The treatment seems to consist of settlement, filtering, aeration, and some absorption. But there doesn’t seem to be heating or bleaching or UV light or whatever that would kill most pathogens.
You’ve come to the right place to ask this question. 
I’m an engineer who works for a water and sewer utility. Our main wastewater treatment plant is across the street from where I am sitting right now.
Anyway, what you are describing is referred to as primary treatment, This was the only treatment there was when wastewater treatment plants were first built in the early 1900s. However, virtually all wastewater treatment plants now include secondary treatment, which utilizes so-called “activated sludge” consisting of microorganisms to consume the waste matter. We recycle the sludge back into the secondary reactors to keep the process going continuously. Some of the microorganisms are aerobic and require oxygen, so we aerate and mix the tanks; others are anaerobic.
There is also tertiary treatment which is designed to reduce nitrogen and phosphorus loading into the receiving water body, but not all wastewater treatment plants have this.
The overall process does reduce much but not all of the pathogens in the wastewater. For much of the year this is good enough. In warmer months when one could expect people to be boating or swimming in the river, we do in fact take the extra step to either chlorinate or disinfect with ozone or UV to kill the remaining pathogens.

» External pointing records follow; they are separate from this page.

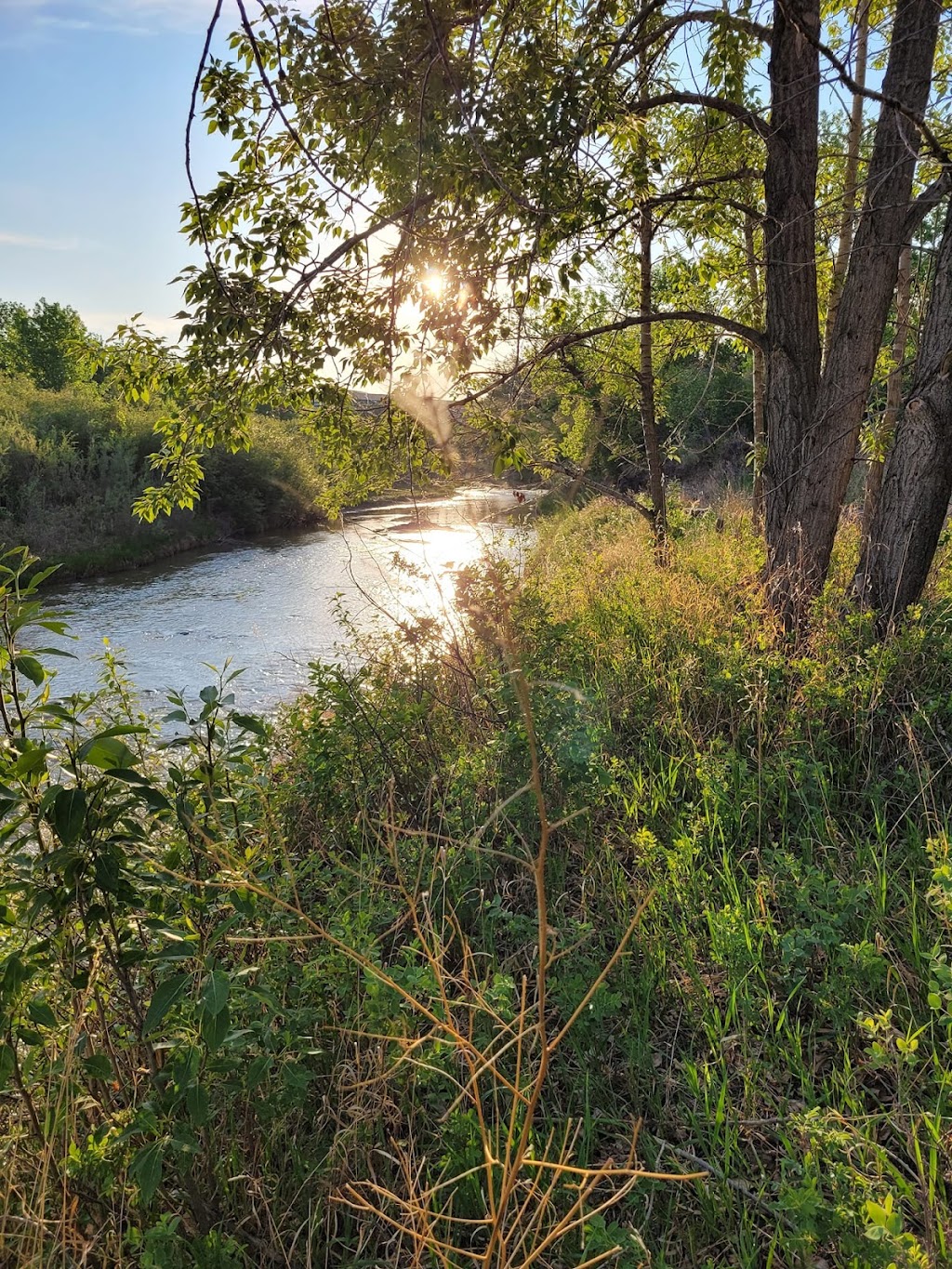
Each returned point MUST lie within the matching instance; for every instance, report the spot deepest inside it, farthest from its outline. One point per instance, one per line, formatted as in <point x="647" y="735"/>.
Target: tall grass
<point x="614" y="932"/>
<point x="73" y="463"/>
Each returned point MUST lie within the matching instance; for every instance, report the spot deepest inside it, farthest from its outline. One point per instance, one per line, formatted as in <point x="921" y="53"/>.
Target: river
<point x="273" y="604"/>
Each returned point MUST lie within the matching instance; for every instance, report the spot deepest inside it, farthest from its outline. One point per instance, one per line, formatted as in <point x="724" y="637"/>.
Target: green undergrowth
<point x="73" y="461"/>
<point x="612" y="880"/>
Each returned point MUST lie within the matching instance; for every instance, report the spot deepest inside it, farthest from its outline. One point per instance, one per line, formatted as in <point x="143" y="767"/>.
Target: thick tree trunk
<point x="810" y="468"/>
<point x="851" y="171"/>
<point x="646" y="382"/>
<point x="757" y="303"/>
<point x="917" y="482"/>
<point x="792" y="361"/>
<point x="890" y="416"/>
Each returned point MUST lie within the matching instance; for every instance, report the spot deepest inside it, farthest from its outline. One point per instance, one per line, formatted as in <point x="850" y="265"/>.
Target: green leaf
<point x="146" y="1170"/>
<point x="249" y="722"/>
<point x="215" y="1028"/>
<point x="41" y="1012"/>
<point x="165" y="997"/>
<point x="69" y="815"/>
<point x="197" y="1103"/>
<point x="31" y="669"/>
<point x="107" y="753"/>
<point x="215" y="994"/>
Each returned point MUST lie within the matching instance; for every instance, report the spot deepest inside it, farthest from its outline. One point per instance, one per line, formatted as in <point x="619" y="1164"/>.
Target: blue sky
<point x="94" y="97"/>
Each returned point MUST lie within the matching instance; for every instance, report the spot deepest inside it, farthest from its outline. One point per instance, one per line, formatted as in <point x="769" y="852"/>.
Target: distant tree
<point x="48" y="343"/>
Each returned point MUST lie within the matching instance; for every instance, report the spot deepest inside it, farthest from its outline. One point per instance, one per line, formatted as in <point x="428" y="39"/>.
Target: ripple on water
<point x="271" y="604"/>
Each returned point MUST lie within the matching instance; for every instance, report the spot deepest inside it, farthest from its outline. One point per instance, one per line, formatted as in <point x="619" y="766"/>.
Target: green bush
<point x="615" y="853"/>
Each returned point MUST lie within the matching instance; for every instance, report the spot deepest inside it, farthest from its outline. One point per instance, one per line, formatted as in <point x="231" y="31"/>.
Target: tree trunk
<point x="757" y="303"/>
<point x="917" y="482"/>
<point x="792" y="361"/>
<point x="646" y="382"/>
<point x="890" y="416"/>
<point x="812" y="455"/>
<point x="851" y="171"/>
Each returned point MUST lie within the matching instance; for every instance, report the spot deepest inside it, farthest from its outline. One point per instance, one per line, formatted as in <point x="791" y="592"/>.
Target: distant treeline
<point x="73" y="456"/>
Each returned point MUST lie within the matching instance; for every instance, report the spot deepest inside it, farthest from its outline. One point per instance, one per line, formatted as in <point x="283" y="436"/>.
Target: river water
<point x="273" y="604"/>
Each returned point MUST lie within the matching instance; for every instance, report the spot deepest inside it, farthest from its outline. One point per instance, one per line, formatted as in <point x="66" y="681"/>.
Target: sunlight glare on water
<point x="271" y="604"/>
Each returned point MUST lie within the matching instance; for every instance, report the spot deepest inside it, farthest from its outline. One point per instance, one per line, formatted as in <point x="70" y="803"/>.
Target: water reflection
<point x="271" y="604"/>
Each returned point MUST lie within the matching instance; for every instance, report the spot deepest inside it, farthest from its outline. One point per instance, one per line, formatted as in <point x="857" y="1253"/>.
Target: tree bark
<point x="757" y="302"/>
<point x="646" y="382"/>
<point x="851" y="171"/>
<point x="890" y="416"/>
<point x="917" y="482"/>
<point x="813" y="441"/>
<point x="792" y="361"/>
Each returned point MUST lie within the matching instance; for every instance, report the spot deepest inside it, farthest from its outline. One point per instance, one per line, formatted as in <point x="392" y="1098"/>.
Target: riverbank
<point x="611" y="927"/>
<point x="73" y="461"/>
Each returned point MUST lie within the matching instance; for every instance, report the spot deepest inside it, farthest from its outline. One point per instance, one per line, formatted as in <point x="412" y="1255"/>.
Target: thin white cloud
<point x="44" y="18"/>
<point x="38" y="244"/>
<point x="106" y="323"/>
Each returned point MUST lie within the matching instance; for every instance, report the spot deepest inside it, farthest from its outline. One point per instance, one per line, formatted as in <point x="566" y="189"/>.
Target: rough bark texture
<point x="851" y="171"/>
<point x="917" y="482"/>
<point x="757" y="303"/>
<point x="813" y="439"/>
<point x="792" y="361"/>
<point x="646" y="382"/>
<point x="890" y="416"/>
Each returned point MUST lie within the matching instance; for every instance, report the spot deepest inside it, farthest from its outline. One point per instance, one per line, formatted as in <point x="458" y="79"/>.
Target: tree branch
<point x="930" y="198"/>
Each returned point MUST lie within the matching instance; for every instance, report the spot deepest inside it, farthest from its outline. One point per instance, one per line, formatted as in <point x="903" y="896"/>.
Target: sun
<point x="434" y="284"/>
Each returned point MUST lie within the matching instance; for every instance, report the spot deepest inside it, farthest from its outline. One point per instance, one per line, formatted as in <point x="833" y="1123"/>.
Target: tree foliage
<point x="48" y="343"/>
<point x="504" y="149"/>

Very nice synopsis. When you say “secondary reactors” what are they - ponds or big tanks, or…? And I will totally refrain from any jokes as you have probably heard them all by now.
Secondary treatment tanks are typically large rectangular above-grade tanks constructed of concrete. The flow is directed through the tanks by various baffles and weirs. There are large air injectors and/or mixers in the aerobic areas.

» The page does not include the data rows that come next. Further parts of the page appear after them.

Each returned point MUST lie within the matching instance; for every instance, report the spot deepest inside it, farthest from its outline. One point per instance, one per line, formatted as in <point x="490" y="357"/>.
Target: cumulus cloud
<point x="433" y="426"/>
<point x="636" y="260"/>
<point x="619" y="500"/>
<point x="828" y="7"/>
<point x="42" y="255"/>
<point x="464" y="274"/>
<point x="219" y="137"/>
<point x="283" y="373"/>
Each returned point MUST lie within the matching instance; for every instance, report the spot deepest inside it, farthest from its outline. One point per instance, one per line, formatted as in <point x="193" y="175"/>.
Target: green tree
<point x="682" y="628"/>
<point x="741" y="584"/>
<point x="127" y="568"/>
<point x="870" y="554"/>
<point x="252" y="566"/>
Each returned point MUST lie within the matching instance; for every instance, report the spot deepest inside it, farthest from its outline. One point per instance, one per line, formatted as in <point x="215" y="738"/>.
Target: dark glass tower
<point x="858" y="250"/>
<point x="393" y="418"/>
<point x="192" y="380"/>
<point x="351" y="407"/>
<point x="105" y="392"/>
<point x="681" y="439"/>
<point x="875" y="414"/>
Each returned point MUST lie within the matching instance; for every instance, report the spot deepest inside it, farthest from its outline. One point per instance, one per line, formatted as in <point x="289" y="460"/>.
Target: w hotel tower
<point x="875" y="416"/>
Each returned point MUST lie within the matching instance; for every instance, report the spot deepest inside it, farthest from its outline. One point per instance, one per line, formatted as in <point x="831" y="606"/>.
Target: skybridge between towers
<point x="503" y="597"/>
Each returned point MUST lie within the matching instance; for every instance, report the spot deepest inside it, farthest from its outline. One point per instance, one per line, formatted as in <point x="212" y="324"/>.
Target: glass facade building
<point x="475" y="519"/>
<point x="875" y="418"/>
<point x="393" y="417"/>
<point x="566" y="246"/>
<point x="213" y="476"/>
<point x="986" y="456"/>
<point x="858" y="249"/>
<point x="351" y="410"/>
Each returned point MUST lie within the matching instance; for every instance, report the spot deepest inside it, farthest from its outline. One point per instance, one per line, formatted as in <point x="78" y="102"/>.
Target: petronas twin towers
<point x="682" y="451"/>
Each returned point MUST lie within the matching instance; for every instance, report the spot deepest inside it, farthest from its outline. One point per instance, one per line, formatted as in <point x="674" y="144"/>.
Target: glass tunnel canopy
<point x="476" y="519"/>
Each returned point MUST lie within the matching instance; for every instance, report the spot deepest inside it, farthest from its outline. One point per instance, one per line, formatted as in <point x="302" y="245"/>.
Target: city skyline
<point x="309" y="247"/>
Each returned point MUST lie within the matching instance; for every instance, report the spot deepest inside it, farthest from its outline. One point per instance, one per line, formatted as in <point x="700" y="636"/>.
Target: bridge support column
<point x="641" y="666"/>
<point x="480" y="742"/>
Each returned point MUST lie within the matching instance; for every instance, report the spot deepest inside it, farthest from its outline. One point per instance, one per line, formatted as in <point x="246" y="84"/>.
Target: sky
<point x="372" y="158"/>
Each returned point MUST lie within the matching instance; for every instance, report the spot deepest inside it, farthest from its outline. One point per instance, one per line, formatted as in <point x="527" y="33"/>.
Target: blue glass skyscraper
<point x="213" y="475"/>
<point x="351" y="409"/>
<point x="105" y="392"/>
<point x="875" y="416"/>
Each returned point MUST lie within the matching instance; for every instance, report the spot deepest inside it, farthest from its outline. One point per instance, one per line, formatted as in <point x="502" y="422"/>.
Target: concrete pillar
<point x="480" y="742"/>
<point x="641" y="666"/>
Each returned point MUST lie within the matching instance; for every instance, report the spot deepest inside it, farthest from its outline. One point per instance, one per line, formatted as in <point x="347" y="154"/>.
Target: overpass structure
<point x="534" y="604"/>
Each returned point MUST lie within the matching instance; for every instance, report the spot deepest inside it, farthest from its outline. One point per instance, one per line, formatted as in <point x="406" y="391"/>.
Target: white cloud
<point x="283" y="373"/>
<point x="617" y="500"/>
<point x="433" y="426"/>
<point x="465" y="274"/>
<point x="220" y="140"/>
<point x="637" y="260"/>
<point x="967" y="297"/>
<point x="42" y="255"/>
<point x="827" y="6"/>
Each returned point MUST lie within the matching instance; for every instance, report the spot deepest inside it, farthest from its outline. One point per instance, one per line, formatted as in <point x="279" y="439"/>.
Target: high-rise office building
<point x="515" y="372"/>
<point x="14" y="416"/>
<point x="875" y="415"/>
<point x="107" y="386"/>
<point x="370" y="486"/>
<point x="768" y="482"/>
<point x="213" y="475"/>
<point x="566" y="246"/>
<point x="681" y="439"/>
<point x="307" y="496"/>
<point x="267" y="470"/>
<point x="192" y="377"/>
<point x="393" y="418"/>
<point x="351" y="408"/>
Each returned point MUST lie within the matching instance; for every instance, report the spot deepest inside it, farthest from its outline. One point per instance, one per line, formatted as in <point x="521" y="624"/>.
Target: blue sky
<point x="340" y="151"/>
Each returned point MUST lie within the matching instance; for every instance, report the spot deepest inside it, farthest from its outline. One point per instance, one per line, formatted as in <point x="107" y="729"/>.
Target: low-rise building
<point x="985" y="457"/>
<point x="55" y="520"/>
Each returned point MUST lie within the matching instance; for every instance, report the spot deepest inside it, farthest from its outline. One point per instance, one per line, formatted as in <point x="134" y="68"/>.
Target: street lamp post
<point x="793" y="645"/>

Primary treatment tanks are also typically made of concrete but are usually circular because they have rotating skimmer arm(s) on the water surface and scrapers at the bottom.

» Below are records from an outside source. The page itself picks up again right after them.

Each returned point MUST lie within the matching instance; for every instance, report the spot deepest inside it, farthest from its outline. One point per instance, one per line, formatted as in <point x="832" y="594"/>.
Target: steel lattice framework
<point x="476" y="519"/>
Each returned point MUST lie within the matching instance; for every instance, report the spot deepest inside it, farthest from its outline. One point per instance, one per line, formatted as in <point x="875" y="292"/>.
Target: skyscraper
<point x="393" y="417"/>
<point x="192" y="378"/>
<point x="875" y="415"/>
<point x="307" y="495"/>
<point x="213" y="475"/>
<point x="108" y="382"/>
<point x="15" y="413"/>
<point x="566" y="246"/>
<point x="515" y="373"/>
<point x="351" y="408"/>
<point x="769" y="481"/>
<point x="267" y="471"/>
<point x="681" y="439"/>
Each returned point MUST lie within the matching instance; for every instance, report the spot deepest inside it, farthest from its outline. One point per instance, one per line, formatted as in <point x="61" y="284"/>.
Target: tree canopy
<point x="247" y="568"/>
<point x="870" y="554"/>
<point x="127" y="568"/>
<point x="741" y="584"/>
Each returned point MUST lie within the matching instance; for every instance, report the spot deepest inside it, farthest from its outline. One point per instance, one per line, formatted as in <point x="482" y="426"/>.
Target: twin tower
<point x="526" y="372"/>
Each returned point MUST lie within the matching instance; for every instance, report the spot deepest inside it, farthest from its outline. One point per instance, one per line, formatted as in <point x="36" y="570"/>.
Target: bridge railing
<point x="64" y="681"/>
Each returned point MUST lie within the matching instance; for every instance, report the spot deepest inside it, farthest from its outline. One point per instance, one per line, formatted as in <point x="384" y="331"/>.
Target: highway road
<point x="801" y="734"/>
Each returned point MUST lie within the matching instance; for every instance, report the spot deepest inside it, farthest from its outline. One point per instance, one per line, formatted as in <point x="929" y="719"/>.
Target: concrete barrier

The reason that the tanks are usually above grade is because the treatment plant is often in a low-lying flood-prone area that is generally near the receiving water body (because you want the sanitary flow to get there by gravity), and if the area does flood out in a storm event, you don’t want to contaminate the receiving water body with untreated wastewater.
Thanks. Years ago near the beginning of my career I remember making a comment about some bad odors (i.e. like shit) when inspecting a sewage pump station with a contractor, and his response to me was, “You know, I really don’t even notice the smell anymore, and when I do notice it, it smells like money.”
Can I piggyback on this OP (since you are here and all): I read an article about shade balls. Is this covering water that is destined for residential use?
ETA: I ask because it seems like animals and bird poop could contaminate this treated water.
These are used in reservoirs which contain so-called “raw water” that has not yet been treated to make it into potable water. Treated, filtered, and disinfected potable water that is suitable for drinking is never open to the environment for exactly the reasons you state. It is either in a pressurized water main or in a sealed [potable] water storage tank.
In reading the article, it appears they do add some disinfectant to the raw water reservoir, but that is solely to keep down the growth of algae. This bit of disinfectant is insufficient to make it into potable water (plus there are other treatment processes like coagulation and filtration), so this water is still considered to be untreated raw water.
Ideally you don’t have any development around your reservoir, which minimizes any nutrients entering your reservoir (which leads to algae).
is this how San Diego is making waste water “drinkable”?
I know this is, at least partially, blamed on human error, but we had 400,000 people get sick with Cryptosporidium that made it through a treatment plant.
The op was well answered on the first reply so I’ll hop on to mention the receiving streams. Where I work we test the Ohio River for E. Coli throughout the summer (the recreation season). There are a lot of CSO (combined sewer overflow) communities where heavy rains overwhelm the sewer plants capacity so they discharge large volumes of untreated sewage into receiving streams. After a heavy rain it takes about 48 hours for the bacteria concentration to return to safe levels. There is a lot of work ongoing to fix these issues but they are multi-billion dollar efforts that take decades.